Internally the pedal is based around the ProCo Rat circuit. The Octave section is similar to the Dan Armstrong Green Ringer, and the boost uses a BS170 MOST al a the ZVex Super Hard On. Not sure how they can up with the design. I wonder if Sunn o))) plugged all of these pedals together and asked EQD to make something that sounded the same or if these were just building blocks?

Costs

This is one of the more expensive projects to make. The PCB from PedalPCB is great, it’s works well, the layout is good, the pots and switch are mounted on the board. But it is also large and costs $18. That makes it the most expensive piece of the whole project by a large margin.

It is also requires 1590XX or larger enclosure. These run about $13. This and the board alone cost as much building a Big Muff in a 1950B enclosure. It also requires three switches 5 pots, and hard to get mini rotary switch. Overall I calculated the costs at about $65! Which is pretty high for a DIY project.

Besides the big ticket items some of the smaller parts are more costly and hard to get.

  • 1590xx enclosure
  • Switches 3PDT x 3
  • 4PDT mini switch
  • PF5102 x 3
  • 1N34a
  • PCB
partcosttotal
1590XX$13$13
3PDT Switches$3 x 3$9
4PDT rotary switch$4$4
PF5102$1 x 2$2
1N34a$0.50 x 4$2
PCB$18$18
knobs$0.50 x 6$3
total$51
here’s a code break down of significant parts.

Here is a cost break down of significant parts. There is jacks, caps, resistors, and shipping.

What about the LM308?

These are hard to get and cost about $5 a piece. Personally I dont think the choice of op-amp will affect the sound of this circuit. All of the clipping happens after the op-amp, and then there’s the analog octave. Maybe my ears have been to too many loud rock shows, I can’t hear the difference. I had some suitable single op-amps on hand so used one of those.

  • LM308
  • OP07
  • CA3130

Let’s talk about those transistors

The circuit uses a few transistors: PF5102, 2N5087, 2N5089, and BS170. Most of these are easy to get and I had them on hand. The PF5102 is FET and these are getting hard to find these days. Tayda had these stocked at the time I was building but they were about $1 each which is pretty high for a single transistor. Some research on the PedalPCB form found some alternative part numbers that were suggested as working. These included:

  • J112
  • J113
  • 2N5457
  • 2N5458
  • BF244

Be sure to check the pin out on any of these they may not be the same!

And the diodes

There are a few diodes of different types used here. Two of the diodes are used in the octave circuit D1 and D2. These are listed as GE, they might do better if matched. I read a few suggestions people had good results using 1N5817 diodes here.

The rest of the diodes D3-9 are used for clipping to ground and these could really be any type. Feel free to experiment and use what have on hand for these.
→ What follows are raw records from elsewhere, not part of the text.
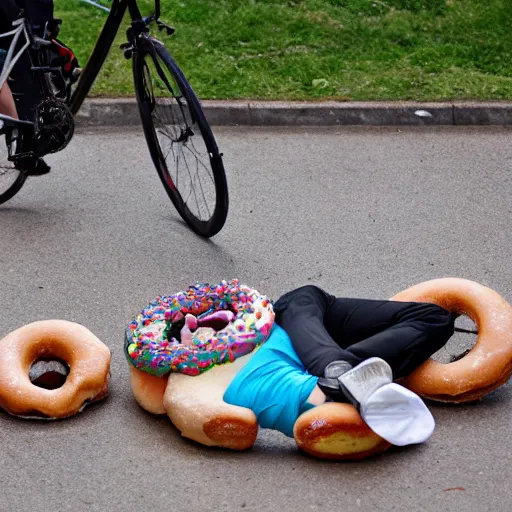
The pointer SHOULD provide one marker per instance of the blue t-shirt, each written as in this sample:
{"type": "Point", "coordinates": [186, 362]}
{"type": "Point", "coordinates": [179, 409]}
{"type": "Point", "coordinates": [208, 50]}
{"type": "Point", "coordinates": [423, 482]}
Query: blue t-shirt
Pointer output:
{"type": "Point", "coordinates": [274, 384]}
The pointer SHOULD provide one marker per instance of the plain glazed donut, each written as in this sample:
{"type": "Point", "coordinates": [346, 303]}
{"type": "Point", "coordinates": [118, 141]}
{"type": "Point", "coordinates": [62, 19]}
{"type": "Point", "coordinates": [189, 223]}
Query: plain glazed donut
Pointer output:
{"type": "Point", "coordinates": [336, 431]}
{"type": "Point", "coordinates": [87, 357]}
{"type": "Point", "coordinates": [148, 390]}
{"type": "Point", "coordinates": [196, 407]}
{"type": "Point", "coordinates": [489, 363]}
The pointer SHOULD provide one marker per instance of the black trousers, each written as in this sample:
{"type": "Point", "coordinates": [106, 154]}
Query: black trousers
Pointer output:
{"type": "Point", "coordinates": [324, 329]}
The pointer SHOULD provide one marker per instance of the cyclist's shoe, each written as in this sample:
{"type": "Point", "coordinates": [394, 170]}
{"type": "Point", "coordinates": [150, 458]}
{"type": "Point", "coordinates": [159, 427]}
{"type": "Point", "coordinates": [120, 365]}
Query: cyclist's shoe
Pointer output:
{"type": "Point", "coordinates": [329, 383]}
{"type": "Point", "coordinates": [33, 167]}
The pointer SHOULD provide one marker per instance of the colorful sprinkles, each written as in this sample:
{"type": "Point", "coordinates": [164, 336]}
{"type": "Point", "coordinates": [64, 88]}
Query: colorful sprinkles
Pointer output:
{"type": "Point", "coordinates": [149, 350]}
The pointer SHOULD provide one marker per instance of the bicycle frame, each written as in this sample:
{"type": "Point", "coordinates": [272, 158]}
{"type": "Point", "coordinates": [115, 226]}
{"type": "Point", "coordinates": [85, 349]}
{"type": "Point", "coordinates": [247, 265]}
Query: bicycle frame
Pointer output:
{"type": "Point", "coordinates": [11, 58]}
{"type": "Point", "coordinates": [99, 53]}
{"type": "Point", "coordinates": [103, 45]}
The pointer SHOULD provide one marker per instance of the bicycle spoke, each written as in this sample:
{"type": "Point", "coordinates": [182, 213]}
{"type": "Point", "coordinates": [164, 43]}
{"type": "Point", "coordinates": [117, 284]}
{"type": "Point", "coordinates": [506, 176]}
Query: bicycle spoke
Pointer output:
{"type": "Point", "coordinates": [182, 144]}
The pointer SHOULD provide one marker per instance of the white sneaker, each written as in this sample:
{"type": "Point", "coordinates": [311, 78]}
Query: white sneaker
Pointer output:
{"type": "Point", "coordinates": [362, 381]}
{"type": "Point", "coordinates": [398, 415]}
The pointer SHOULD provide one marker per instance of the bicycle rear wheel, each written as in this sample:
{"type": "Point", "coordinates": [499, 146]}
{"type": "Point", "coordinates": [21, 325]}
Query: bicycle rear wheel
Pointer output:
{"type": "Point", "coordinates": [181, 143]}
{"type": "Point", "coordinates": [11, 179]}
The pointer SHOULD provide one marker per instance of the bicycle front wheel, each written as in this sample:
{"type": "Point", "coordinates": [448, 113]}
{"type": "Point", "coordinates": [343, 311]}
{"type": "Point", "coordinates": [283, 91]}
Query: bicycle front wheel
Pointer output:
{"type": "Point", "coordinates": [181, 143]}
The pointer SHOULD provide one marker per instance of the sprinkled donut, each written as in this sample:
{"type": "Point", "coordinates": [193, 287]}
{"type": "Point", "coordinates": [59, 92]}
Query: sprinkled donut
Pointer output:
{"type": "Point", "coordinates": [154, 346]}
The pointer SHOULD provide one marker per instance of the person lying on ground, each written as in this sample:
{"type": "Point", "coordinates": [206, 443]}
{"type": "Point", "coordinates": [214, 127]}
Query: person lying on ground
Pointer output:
{"type": "Point", "coordinates": [349, 350]}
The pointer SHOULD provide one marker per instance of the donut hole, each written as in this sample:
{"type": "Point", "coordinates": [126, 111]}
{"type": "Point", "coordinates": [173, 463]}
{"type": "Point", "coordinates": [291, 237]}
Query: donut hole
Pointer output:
{"type": "Point", "coordinates": [48, 373]}
{"type": "Point", "coordinates": [460, 343]}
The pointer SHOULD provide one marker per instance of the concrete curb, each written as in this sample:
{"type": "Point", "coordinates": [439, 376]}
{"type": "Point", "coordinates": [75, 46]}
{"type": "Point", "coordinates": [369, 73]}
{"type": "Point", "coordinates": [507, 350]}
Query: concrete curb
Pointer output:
{"type": "Point", "coordinates": [123, 112]}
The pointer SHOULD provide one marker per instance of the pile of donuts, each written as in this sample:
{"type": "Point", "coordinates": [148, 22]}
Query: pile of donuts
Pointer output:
{"type": "Point", "coordinates": [183, 350]}
{"type": "Point", "coordinates": [196, 407]}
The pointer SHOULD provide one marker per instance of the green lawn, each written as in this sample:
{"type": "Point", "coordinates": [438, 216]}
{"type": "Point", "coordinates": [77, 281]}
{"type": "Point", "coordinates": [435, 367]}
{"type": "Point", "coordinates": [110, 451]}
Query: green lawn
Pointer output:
{"type": "Point", "coordinates": [320, 49]}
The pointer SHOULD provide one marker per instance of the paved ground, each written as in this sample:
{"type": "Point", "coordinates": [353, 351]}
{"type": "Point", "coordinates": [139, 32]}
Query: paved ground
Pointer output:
{"type": "Point", "coordinates": [362, 212]}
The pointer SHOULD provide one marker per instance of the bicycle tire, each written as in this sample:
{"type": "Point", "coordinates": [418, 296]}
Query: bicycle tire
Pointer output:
{"type": "Point", "coordinates": [147, 104]}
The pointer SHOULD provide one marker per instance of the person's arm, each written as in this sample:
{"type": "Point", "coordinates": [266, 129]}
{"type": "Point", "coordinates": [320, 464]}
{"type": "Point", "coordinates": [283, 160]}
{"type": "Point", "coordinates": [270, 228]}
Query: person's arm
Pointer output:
{"type": "Point", "coordinates": [301, 314]}
{"type": "Point", "coordinates": [7, 105]}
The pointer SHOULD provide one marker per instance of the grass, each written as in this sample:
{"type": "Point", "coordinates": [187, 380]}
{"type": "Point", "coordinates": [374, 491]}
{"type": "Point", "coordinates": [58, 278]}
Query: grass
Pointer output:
{"type": "Point", "coordinates": [322, 49]}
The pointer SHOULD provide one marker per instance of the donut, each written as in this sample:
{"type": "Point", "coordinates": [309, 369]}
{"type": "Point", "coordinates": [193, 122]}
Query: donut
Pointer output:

The last diode D100 is used for power supply reversed polarity protection and should be a 1N5817.

Results

I built three of these. The build process was made easy by the great job PedalPCB did on the board. The off board wiring is significant due to the three 3PDT switches, each of these has 9 connections. The wiring is not difficult since the box is so large.
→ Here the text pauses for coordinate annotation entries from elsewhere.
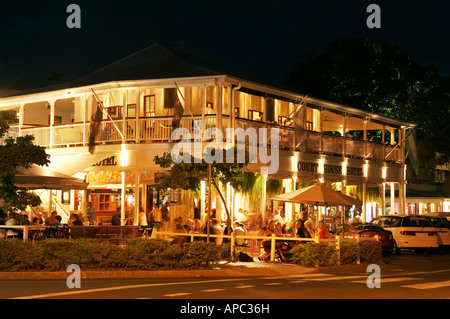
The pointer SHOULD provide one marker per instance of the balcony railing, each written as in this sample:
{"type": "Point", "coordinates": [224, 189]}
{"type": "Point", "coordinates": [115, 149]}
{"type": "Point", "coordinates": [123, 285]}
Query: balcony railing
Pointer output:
{"type": "Point", "coordinates": [159, 129]}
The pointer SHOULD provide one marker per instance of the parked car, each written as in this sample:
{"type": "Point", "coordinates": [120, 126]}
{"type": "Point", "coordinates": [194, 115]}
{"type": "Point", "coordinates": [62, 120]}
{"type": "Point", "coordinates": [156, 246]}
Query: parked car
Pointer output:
{"type": "Point", "coordinates": [386, 237]}
{"type": "Point", "coordinates": [410, 231]}
{"type": "Point", "coordinates": [442, 225]}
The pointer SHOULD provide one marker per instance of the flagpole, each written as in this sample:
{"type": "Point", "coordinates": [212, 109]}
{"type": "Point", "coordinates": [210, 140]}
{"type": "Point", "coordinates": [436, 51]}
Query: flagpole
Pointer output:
{"type": "Point", "coordinates": [185, 103]}
{"type": "Point", "coordinates": [107, 114]}
{"type": "Point", "coordinates": [404, 139]}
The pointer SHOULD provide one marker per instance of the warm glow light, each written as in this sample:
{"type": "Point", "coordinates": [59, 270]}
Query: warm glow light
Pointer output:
{"type": "Point", "coordinates": [124, 157]}
{"type": "Point", "coordinates": [320, 169]}
{"type": "Point", "coordinates": [344, 168]}
{"type": "Point", "coordinates": [366, 170]}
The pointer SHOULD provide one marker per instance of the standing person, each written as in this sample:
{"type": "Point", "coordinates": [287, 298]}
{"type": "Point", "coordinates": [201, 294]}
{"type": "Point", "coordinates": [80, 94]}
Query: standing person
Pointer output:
{"type": "Point", "coordinates": [356, 219]}
{"type": "Point", "coordinates": [52, 219]}
{"type": "Point", "coordinates": [75, 220]}
{"type": "Point", "coordinates": [218, 230]}
{"type": "Point", "coordinates": [239, 230]}
{"type": "Point", "coordinates": [302, 232]}
{"type": "Point", "coordinates": [90, 212]}
{"type": "Point", "coordinates": [142, 218]}
{"type": "Point", "coordinates": [322, 232]}
{"type": "Point", "coordinates": [155, 214]}
{"type": "Point", "coordinates": [277, 217]}
{"type": "Point", "coordinates": [165, 212]}
{"type": "Point", "coordinates": [165, 215]}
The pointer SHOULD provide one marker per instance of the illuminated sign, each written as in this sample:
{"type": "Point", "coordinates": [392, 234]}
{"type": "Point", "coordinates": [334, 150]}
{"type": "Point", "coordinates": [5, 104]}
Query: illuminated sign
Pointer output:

Of the three I kept one pedal and sold the other two on Reverb with an asking price of $200. I got $200 for one and took an offer of $165 on the other. After the Reverb fees I’m keeping 92.3% minus another $0.50. So I got roughly: $336.50. I spent roughly $195! So that left me with about: $141.50. I also have Parentheses Fuzz for my trouble. There is a possibility to cut some costs here but that also takes time energy and some up front investment. I’m just doing this as hobby.

I started the work in November 2020 and sold the second pedal in February 2021. Which wasn’t too bad on turnaround time. I have a few pedals on Reverb that I listed before starting building these that are still on Reverb.

So over all it was worth the efforts but I don’t think I’m going to quit my day job any time soon. I don’t think this is going to pay the rent but it’s not just losing money either. On the contrary it’s financing the next project!